Uma Outra Violência

Maria Helena Marcon

Você amaria uma criança concebida a partir de um ato de violência? À primeira vista, a pergunta pode soar como um "você decide", mas o que desejamos é trazer para nossa reflexão outra vez, o abortamento.

Na defesa desta prática criminosa, algumas vozes se erguem para dizer que a mulher violentada jamais poderia vir a amar o produto daquela violência. Por isto mesmo, o abortamento se faz necessário.

Convenhamos que a mulher sofreu a violência e isto lhe é muito doloroso, traumático. Mas é de se questionar de que lhe valerá provocar outra violência?

Será sanado o mal que já sofreu?

Abortar é matar um ser totalmente indefeso.
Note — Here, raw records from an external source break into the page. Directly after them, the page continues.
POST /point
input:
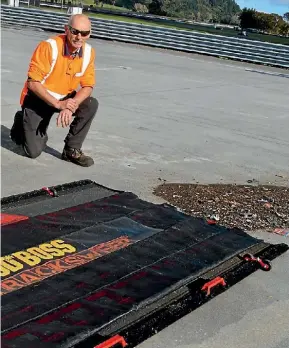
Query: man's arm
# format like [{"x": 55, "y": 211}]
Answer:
[
  {"x": 39, "y": 67},
  {"x": 87, "y": 81}
]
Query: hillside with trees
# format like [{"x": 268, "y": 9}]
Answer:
[{"x": 217, "y": 11}]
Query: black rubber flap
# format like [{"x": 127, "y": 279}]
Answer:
[{"x": 69, "y": 272}]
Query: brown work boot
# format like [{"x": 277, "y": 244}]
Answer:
[{"x": 76, "y": 156}]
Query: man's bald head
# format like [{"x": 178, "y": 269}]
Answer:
[
  {"x": 80, "y": 22},
  {"x": 77, "y": 30}
]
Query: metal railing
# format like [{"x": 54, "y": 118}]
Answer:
[{"x": 182, "y": 40}]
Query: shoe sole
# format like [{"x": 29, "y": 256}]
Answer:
[{"x": 64, "y": 158}]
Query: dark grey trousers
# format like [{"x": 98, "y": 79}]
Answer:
[{"x": 36, "y": 118}]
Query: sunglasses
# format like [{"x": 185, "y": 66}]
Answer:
[{"x": 76, "y": 31}]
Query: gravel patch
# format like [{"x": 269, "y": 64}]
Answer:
[{"x": 249, "y": 207}]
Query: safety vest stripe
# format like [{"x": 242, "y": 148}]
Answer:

Mais coerente é se permitir a complementação da gestação, o desabrochar da vida e depois, caso realmente não o possa amar, encaminhá-lo para adoção.

Dizemos caso não o possa realmente amar, pois muitos são os casos em que as mulheres que engravidaram a partir da violência de homens inescrupulosos, levam a termo a gravidez e passam a amar o rebento da sua carne.

Ao longo dos meses, o sorriso da criança , suas gracinhas, suas mãozinhas acariciando, se estendendo como em súplica, cativam qualquer um.

Quantos pais e avós temos observado que, ao descobrirem a filha ou neta grávida e solteira, a desprezam? Dizem que não desejam ver jamais o filho que carregam no ventre.

Basta, no entanto, que o pequenino nasça, solte seus primeiros vagidos, para que as almas mais insensíveis se voltem com carinho para aquela coisinha minúscula, indefesa, totalmente dependente, e se tornam avós e bisavós a se derreter pelos toquinhos de gente.

Como se pode afirmar que não se poderá amar o bebê ? Depois de nove meses de estreita convivência, sentindo-o se mexer dentro de si mesma?

Como não amar um bebê, apesar das circunstâncias da sua concepção, se temos a capacidade de querer bem e recolher um cãozinho abandonado na rua? As vezes, um gato adoentado e velho.

Acaso valerão mais os animais do que os seres humanos?

Há os que dizem que o filho para ser amado deve ser feito com amor. A realidade mostra que existem muitos filhos concebidos sem amor. Quantas mulheres se submetem a seus maridos, simplesmente como uma espécie de obrigação? E concebem.

Quantas vezes o relacionamento sexual acontece simplesmente porque uma das partes o deseja e a outra atende? E a gravidez ocorre.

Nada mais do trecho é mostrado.